米10年債利回りと米経済の関係について、私の見解は以下の通りです。

  • 米10年債利回りは、米国の長期的な経済成長やインフレの見通しを反映する重要な指標です。一般に、経済が拡大し、インフレが高まると、投資家はより高い利回りを求めて国債の売りを強め、利回りは上昇します。逆に、経済が縮小し、インフレが低下すると、投資家は安全な資産として国債の買いを増やし、利回りは下落します。
  • 2023年10月24日時点での米10年債利回りは4.47%と、2021年3月9日の1.6%から大幅に上昇しています。この上昇の背景には、バイデン政権の大規模な財政刺激策やワクチン接種の進展による経済回復の期待、原油価格の高騰や供給不足によるインフレ圧の高まりなどがあります。ブルームバーグが調査した名目GDPの予想平均は32年ぶり高水準の7.6%であり、インフレ率も2%を超えると見込まれています。
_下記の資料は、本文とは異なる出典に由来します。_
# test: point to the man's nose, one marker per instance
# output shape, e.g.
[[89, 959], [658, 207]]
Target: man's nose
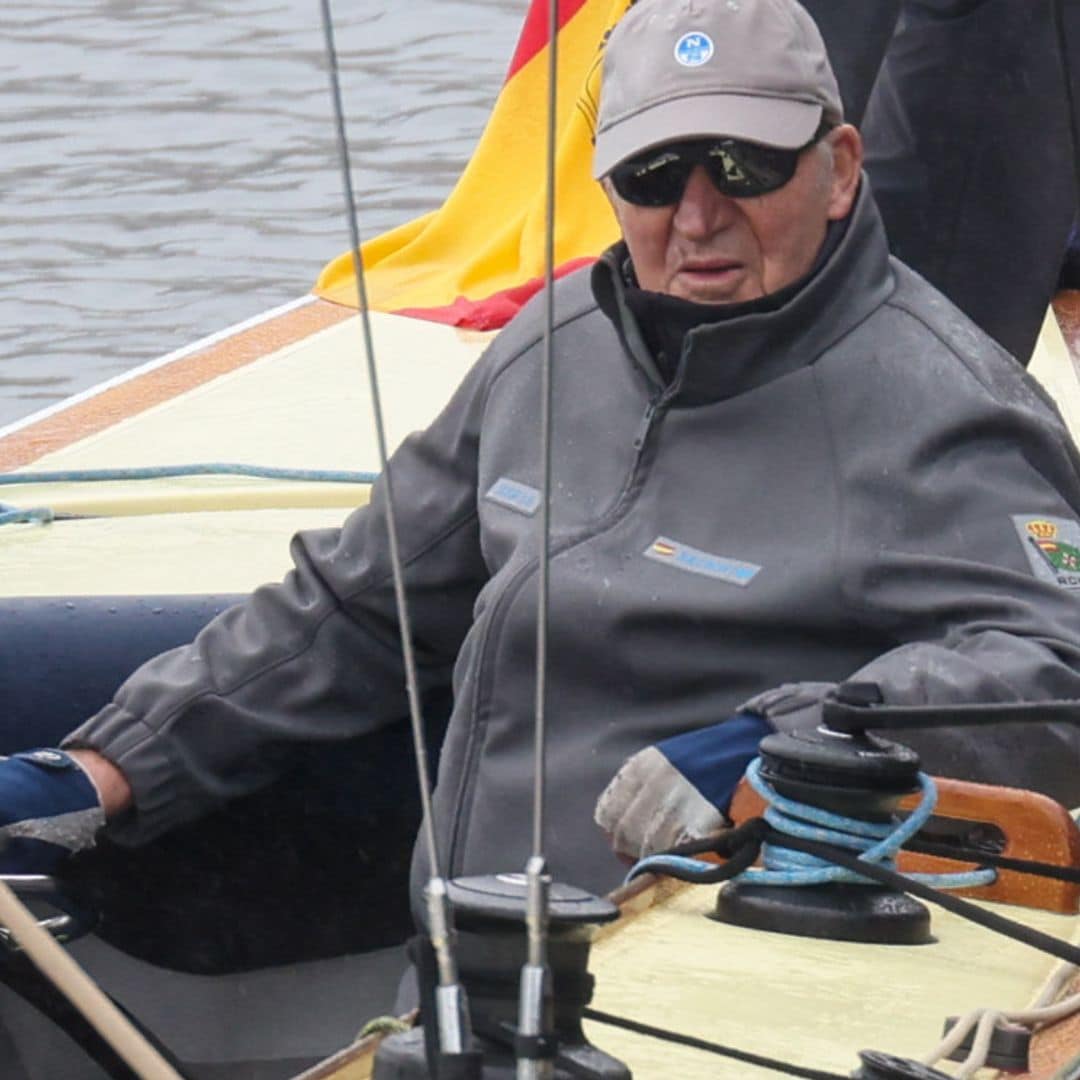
[[703, 210]]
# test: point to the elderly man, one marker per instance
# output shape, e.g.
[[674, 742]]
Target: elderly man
[[782, 461]]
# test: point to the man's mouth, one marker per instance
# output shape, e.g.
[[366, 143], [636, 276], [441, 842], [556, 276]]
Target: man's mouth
[[709, 267]]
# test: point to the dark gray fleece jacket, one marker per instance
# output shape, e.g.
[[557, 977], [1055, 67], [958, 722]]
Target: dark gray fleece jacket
[[860, 484]]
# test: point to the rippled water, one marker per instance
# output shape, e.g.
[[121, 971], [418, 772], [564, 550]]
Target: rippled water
[[169, 169]]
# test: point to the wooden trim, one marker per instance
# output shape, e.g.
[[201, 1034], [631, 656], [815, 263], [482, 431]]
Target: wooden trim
[[1035, 826], [1066, 306], [135, 395]]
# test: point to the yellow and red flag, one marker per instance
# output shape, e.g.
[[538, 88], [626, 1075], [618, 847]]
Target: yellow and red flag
[[477, 258]]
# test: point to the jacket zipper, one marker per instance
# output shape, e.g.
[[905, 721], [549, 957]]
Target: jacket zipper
[[626, 498]]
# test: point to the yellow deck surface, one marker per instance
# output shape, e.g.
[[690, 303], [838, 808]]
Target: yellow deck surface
[[304, 406], [814, 1003]]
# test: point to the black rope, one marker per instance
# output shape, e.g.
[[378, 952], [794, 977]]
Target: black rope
[[713, 1048], [1037, 940], [962, 854], [849, 717]]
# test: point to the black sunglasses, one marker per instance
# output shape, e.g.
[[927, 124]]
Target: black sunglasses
[[738, 169]]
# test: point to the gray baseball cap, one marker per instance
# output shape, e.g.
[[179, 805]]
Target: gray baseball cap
[[676, 69]]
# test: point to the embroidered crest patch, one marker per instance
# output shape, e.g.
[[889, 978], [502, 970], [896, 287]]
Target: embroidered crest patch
[[514, 496], [1052, 545], [684, 557]]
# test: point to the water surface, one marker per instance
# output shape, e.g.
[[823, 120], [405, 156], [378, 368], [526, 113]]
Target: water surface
[[170, 169]]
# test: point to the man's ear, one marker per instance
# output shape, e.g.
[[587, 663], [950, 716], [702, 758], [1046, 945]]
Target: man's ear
[[847, 146]]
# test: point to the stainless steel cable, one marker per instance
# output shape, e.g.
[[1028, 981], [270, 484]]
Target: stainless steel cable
[[450, 1007], [535, 999]]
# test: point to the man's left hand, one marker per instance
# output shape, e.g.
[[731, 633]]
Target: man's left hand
[[680, 788]]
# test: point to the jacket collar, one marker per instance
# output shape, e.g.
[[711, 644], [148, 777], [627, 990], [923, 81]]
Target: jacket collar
[[732, 355]]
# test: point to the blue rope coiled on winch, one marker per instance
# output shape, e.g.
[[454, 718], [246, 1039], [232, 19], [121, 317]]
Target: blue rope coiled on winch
[[876, 842]]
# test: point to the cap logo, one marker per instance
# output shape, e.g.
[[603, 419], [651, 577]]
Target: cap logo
[[693, 49]]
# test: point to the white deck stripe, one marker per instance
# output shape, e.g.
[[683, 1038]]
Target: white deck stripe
[[151, 365]]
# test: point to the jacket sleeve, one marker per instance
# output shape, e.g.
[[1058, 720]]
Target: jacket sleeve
[[316, 657], [939, 553]]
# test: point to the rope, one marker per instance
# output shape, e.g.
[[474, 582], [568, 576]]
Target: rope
[[983, 1022], [877, 844], [18, 515], [42, 515], [208, 469]]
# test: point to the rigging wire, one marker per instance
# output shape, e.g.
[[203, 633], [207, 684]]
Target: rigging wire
[[450, 1008], [535, 997]]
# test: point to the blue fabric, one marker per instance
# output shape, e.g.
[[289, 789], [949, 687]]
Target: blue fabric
[[35, 786], [715, 758]]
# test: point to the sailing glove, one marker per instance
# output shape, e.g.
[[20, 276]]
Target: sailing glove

  • しかし、米10年債利回りの上昇は、米経済にとって必ずしも悪いことではありません。利回りの上昇は、経済が正常化に向かっていることを示しており、過剰な資産価格の高騰や金融脆弱性の増加などの副作用を抑制する効果があります。また、利回りの上昇は、米国債の魅力を高め、海外からの資金流入を促す可能性があります。米国債は世界の基軸通貨であるドル建てであり、信用度が高く流動性が豊富な資産です。そのため、利回りが上昇すれば、米国債の需給バランスは改善し、利回りの急激な上昇は抑制されると考えられます。
  • 一方、米10年債利回りの上昇は、株価にとってはネガティブな要因となります。利回りが上昇すると、株式の割安さや将来のキャッシュフローの現在価値が低下し、株価の下落圧力となります。特に、高成長・高PER(株価収益率)の株は、利回りの上昇に敏感に反応します。また、利回りの上昇は、金利やローンのコストを高め、企業の利益や消費者の支出に悪影響を与えます。さらに、利回りの上昇は、FRB(米連邦準備制度理事会)の金融政策の正常化を早める可能性があります。FRBは現在、政策金利をゼロに近い水準に据え置き、月間1200億ドルの国債や住宅ローン担保証券(MBS)の購入を続けていますが、利回りの上昇がインフレ圧を高めると判断すれば、資産購入のペースを縮小したり、政策金利を引き上げたりする可能性があります。その場合、株価は大きく下落するリスクがあります。
  • 結論として、米10年債利回りは、米経済の状況や見通しを反映する重要な指標であり、株価にも大きな影響を与えます。利回りの上昇は、経済が正常化に向かっていることを示しており、米国債の魅力を高める効果がありますが、株価の下落圧力となり、金融政策の正常化を早める可能性があります。したがって、米10年債利回りの動向には注意が必要です。